The numbers are as certain as the comfort of your favorite sweatpants. According to the Hybrid Work Index, 64% of respondents agree that work from anywhere vs. coming into the office makes a difference on whether they stay or leave a job. The scales certainly seemed to tip in favor of flexibility of remote work. And if you’re anything like me, you favor the flexibility of your waistband over the zero-stretch slacks we once wore daily to the office. For employees, flexibility is the hallmark of more satisfying work-life integration.
However, two years into life in a pandemic, I have some reflections and realizations that I’d like to share. Simply put, there is no replacing the power of human connection. When do we ditch the sweatpants? A truly hybrid working model, along with its long-term impacts, are here to stay. Here are some scenarios where I am ready to ditch the sweatpants:
Create, Innovate and Build
The magic of bringing forth a brand new creation – whether it starts with a wall-to-wall whiteboard session or building and developing in a lab – is that creation is at its best done in-person. I’m not a scientist, but I am a huge fan of the science, facts and all the data that shows creativity is often bolstered through physical and spatial presence. Then again, the obvious benefit of being able to read the room and tap into the diversity of thought, talent, and specialty by being present and working together cannot be underestimated.
Onboarding new staff or establishing a new relationship
It’s hard enough to be the newbie to any team in any circumstances. The pandemic has created some unforeseen circumstances such as new hires having never met their colleagues in person. This is also true of simply meeting a new colleague virtually. There is a different level of accountability and connection that happens through a screen than in person. As good as Webex can be for work productivity and collaboration, sometimes there’s just no substitute for an “in real life” experience. In fact, I believe from personal experience that just a simple coffee conversation in-person can equal months of virtual meetings in terms of genuine relationship building.

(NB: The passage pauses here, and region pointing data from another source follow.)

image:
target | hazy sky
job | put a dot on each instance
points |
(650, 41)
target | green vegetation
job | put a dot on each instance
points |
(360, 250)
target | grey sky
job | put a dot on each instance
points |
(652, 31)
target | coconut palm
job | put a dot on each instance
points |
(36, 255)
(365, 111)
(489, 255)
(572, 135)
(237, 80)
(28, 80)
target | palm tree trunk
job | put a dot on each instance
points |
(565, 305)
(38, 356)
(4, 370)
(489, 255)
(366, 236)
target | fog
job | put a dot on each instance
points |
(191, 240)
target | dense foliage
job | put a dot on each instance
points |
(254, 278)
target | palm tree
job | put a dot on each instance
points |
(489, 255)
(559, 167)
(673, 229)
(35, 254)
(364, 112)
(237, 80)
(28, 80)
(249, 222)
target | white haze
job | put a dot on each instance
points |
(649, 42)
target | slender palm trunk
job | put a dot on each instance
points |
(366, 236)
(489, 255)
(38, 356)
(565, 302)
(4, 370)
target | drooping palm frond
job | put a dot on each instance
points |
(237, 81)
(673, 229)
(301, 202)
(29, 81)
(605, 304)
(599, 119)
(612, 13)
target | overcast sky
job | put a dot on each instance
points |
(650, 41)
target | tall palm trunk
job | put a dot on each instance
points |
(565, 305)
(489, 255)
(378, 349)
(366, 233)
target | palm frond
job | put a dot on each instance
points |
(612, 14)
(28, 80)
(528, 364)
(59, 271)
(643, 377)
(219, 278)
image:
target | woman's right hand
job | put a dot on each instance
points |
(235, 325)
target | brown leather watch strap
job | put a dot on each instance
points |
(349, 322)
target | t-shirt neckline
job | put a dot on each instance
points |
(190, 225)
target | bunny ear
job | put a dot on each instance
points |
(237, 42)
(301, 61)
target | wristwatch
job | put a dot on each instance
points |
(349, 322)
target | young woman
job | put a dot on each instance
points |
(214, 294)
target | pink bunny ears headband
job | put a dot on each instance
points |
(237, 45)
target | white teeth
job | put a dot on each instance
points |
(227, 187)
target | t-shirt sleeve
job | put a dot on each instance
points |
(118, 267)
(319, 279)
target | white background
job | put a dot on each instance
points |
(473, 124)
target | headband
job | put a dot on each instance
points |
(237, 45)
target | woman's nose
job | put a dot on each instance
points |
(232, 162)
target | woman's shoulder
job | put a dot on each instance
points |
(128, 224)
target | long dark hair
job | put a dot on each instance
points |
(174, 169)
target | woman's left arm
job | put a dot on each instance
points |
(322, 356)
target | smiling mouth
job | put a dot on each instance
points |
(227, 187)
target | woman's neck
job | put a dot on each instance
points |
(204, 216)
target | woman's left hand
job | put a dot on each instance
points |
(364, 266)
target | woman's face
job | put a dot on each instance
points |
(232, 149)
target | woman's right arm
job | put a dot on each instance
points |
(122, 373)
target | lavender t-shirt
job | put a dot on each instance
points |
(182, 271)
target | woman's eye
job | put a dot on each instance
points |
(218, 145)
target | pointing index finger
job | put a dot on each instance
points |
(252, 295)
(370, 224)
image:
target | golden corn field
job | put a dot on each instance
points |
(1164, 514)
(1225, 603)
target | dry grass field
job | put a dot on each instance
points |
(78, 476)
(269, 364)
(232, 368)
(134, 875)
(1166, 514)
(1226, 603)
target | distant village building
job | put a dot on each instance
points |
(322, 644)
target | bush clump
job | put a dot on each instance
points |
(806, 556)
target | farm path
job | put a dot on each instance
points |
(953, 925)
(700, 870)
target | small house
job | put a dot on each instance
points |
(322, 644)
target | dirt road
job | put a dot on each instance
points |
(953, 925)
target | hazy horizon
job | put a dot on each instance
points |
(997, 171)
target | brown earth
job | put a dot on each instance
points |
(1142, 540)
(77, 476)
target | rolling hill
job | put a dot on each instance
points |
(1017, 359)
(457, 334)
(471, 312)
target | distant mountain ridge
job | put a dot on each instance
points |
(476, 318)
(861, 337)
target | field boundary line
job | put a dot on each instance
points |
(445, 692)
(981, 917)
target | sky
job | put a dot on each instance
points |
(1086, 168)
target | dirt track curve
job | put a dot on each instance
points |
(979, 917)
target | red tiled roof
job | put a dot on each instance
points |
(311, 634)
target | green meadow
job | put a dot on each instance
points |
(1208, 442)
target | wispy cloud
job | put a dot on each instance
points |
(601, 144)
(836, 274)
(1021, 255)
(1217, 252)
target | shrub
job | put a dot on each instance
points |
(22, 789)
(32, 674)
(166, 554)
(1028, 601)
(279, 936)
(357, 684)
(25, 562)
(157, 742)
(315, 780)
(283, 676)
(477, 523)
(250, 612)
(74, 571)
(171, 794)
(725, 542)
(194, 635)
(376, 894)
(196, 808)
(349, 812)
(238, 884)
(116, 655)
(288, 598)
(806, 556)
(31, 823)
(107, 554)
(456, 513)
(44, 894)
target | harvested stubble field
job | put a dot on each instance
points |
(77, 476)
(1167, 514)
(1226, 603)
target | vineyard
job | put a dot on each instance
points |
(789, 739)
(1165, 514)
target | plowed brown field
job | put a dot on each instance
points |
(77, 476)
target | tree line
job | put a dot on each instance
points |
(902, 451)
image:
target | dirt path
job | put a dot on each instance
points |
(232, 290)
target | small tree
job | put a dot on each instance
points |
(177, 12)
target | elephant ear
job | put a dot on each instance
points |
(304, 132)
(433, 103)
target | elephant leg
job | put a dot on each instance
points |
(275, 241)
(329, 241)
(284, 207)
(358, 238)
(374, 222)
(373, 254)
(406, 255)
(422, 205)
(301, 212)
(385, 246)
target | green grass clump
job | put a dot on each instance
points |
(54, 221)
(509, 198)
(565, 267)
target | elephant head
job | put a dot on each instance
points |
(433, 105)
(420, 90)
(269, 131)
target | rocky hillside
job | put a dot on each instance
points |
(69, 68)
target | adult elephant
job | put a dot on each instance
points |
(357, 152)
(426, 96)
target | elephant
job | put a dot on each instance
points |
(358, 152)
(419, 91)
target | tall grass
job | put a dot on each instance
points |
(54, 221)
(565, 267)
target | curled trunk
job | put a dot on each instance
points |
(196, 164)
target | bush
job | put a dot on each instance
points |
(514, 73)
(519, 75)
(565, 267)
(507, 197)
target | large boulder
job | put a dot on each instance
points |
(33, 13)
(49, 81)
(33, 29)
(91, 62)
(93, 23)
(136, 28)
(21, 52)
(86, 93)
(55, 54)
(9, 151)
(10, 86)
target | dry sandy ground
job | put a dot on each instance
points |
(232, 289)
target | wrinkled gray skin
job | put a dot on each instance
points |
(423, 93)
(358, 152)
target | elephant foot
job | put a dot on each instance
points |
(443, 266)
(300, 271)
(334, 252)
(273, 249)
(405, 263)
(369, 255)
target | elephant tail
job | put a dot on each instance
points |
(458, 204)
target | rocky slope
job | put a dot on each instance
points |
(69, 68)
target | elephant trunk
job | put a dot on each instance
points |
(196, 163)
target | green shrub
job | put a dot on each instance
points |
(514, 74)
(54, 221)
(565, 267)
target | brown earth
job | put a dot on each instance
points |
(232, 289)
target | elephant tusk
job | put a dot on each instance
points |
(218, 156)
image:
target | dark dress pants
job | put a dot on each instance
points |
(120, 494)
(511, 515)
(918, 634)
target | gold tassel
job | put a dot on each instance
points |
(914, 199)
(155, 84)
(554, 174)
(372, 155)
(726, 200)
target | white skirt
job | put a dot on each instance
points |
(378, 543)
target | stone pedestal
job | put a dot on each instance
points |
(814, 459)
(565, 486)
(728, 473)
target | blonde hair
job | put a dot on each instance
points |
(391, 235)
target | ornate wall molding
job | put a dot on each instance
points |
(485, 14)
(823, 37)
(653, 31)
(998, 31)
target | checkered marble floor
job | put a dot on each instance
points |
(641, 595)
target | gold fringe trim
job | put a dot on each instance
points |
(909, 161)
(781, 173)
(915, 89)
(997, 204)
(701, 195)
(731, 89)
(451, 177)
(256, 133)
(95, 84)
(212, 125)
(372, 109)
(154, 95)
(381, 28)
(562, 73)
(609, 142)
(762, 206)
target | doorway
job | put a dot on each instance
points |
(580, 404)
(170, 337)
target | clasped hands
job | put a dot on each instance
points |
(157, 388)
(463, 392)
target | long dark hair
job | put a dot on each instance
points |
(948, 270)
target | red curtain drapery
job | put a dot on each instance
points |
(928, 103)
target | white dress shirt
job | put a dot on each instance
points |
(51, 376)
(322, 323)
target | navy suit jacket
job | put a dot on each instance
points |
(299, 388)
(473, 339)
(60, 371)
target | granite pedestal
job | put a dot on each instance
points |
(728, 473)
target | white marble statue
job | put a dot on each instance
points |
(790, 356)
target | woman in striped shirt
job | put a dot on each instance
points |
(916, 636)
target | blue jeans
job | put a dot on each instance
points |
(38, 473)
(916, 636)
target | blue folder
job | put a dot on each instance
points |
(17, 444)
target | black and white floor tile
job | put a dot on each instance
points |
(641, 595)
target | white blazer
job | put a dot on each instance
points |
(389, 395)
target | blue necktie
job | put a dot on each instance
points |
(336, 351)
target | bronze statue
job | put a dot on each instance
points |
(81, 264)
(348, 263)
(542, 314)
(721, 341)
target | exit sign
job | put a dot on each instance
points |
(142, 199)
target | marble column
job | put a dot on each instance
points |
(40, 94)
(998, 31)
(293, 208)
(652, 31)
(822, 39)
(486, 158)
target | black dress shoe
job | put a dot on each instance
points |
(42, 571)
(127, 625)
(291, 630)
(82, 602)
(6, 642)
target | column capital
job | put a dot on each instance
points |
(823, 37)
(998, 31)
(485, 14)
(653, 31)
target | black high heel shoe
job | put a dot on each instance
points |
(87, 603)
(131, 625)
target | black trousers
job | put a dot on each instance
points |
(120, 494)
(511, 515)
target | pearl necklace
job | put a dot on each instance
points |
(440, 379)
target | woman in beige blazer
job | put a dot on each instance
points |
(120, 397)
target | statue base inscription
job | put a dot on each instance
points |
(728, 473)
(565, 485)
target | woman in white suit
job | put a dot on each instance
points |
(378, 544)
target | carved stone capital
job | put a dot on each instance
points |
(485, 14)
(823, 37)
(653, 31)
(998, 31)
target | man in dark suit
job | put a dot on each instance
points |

People can learn new skills in a variety of ways. Some are better at learning through visual cues. Others say that they learn best audibly. But I believe that there is no replacement for on-the-job training like the type you get in person. This is especially true for jobs that require you to build or create such as software/hardware engineers. Go into any engineering conference room and you’re likely to see a great big whiteboard filled with a maze of diagrams and technical terminology. This ritual is an essential on-the-job training for new engineers who get a lot of critical information transferred this way. Yes, collaboration tools like Webex have whiteboard functionality, which can be super useful. But often it pales in comparison to in-person information exchange and training, especially if you’re newer to the job.
Celebrating meaningful moments
I have had the distinct pleasure of being able to promote many deserving employees to new roles. It’s one of the more awesome things any manager can ever do. Recently, I’ve had the privilege of promoting someone to Vice President, which is an incredible achievement at a company like Cisco. What made this even more special is that I had not seen this employee in person for almost two years. But with such a milestone moment, we made it a point to celebrate it in person. When somebody has worked an entire career to get to such an esteemed position, it deserves to bring the right people together in person and celebrate it as a team.
Of course, some of this is easier said than done. So, it’s even more important to make the effort and then maximize any opportunity to meet in person. Here are some simple guidelines to keep in mind on when to ditch the sweatpants in favor of meeting up in person:
- Can the meeting happen safely? What are the vaccination protocols and mask policies for this meeting?
- Do you have a productive agenda for this meeting in place and communicated? Are the right people going to be there and do they know their roles?
- Is the meeting taking place in an optimum time of day for the attendees? Is it more of an early-morning meeting or is it better over lunch?
- Speaking of food, will you offer food and beverages before, during, or after the meeting? Food can be such a great way for people to connect in person.
Ultimately, we are all navigating these new norms. As we stand at the dawn of 2022, now is the time to embrace the blending of the best that remote and in-person have to offer to create something brand new that works uniquely for you. I also urge you to not be afraid to ditch the sweatpants and make real life experiences count!